The word “probate” literally means “proof”, and the purpose of an application for a grant of probate is to prove the right of the executors to be appointed as administrators of the estate and to deal with the will-maker’s property in accordance with the provisions of the will.
The executors named in the will have the right to administer the estate as soon as the will-maker has died. However, if the will-maker owned an interest in land, or an asset worth more than $15,000.00, the executors must make a formal application to the court for a grant of probate.
An application for a grant of probate cannot be made within five working days from the date of the will-maker’s death. After that time period has elapsed, there is no time limit within which the application has to be made.
The formal application for the grant of probate, which is filed in the High Court, is accompanied by the original will and an affidavit (a statement made on oath or affirmed) by the executors stating that they:
- Know the will-maker and have personal knowledge of his or her death, either because they have seen the dead body or attended the funeral; and
- Believe that the will which accompanies the application is the last will of the deceased; and
- Are the people appointed as executors in the will; and
- Will carry out the instructions of the will-maker in the will, according to the law.

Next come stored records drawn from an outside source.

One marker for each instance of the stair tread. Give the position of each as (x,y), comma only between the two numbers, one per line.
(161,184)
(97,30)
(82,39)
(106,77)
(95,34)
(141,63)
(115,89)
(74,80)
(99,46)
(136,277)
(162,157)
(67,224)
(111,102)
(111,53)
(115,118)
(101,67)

If none of the executors has seen the body or attended the funeral, a certified copy of the death certificate can be attached to the affidavit as evidence of death.
If an executor is a surviving spouse or partner of the deceased, the affidavit will also contain a statement that the marriage was not dissolved or the couple separated at the time of death.
If an executor named in the will is not willing to perform the role, and has not had any dealings with the will-maker’s property after death, that executor may renounce probate. This is done by the executor signing a renunciation of probate document, and this document is filed in the court, and also referred to in the affidavit of the remaining executor(s) to explain why all of them are not applying for the grant.
Having checked the will and the affidavit evidence and been satisfied that all is in order, the court registrar then makes the grant of probate.
The probate document which the court issues is a document which includes a copy of the will (the original will remains with the court) and confirms:
- That the last will of the will-maker has been proved; and
- That the executors have been appointed as administrators of the estate.
The court seal (stamp) is applied to each page of the probate document.
Once the probate document has been released from the court to the executors (or the law firm instructed by the executors to act on the administration of the estate), the executors can then produce that document, or a certified copy of it, as proof of their entitlement to deal with the property in the deceased’s estate, eg close bank accounts, transfer the deceased’s interests in land, claim proceeds of life insurance policies, pay estate liabilities, distribute the estate to the beneficiaries, etc.